What does a mapper return for an input it wants to exclude, and what happens to that input during shuffle and reduce?

It returns [] (an empty list). list.flat_map concatenates all mapper outputs, so an empty return contributes no pairs to the pair list. The key never appears in the shuffle dict, and the reducer is never called for it. Returning [] is the idiomatic MapReduce filter.

Exercises

Extension counter (10 minutes)

Use the mapreduce framework to find files that are exactly the same size.

Combiner step (20 minutes)

A combiner is a reduce step run on the map output before shuffle to reduce data volume. Add an optional combiner: fn(b, List(c)) -> c parameter to mapreduce. If provided, apply it to each key's values before shuffle. For word count the combiner is identical to the reducer (sum), so the only observable effect is performance. Test that the result is the same with and without the combiner.

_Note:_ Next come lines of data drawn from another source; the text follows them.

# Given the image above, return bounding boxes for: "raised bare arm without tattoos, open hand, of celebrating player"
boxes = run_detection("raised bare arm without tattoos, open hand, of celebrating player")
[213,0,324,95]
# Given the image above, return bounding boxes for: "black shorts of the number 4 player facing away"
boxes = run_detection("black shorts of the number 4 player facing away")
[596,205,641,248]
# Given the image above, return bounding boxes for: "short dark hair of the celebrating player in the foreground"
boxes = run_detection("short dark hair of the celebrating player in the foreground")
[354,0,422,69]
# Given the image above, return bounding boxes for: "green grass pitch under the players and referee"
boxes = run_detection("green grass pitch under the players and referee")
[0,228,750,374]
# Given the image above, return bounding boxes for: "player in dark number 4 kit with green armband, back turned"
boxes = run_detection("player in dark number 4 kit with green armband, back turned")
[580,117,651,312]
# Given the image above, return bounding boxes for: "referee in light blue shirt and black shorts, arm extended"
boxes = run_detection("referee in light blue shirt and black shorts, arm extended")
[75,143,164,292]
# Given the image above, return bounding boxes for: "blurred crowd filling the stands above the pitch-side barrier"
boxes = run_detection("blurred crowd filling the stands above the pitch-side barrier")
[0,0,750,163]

Inverted index (20 minutes)

An inverted index maps each word to the list of documents that contain it. Write invert(docs: List(#(String, String))) -> dict.Dict(String, List(String)) where each input tuple is (document_id, text).

Prefix scan (20 minutes)

A prefix scan applies a binary operation across a sequence to produce running totals. For example, summing [1, 2, 3, 4] gives [1, 3, 6, 10]. Implement prefix_scan(inputs: List(Int), combine: fn(Int, Int) -> Int) -> List(Int) using list.index_map to produce (index, value) pairs in the map phase, then fold in the reduce phase. Test with both sum and max.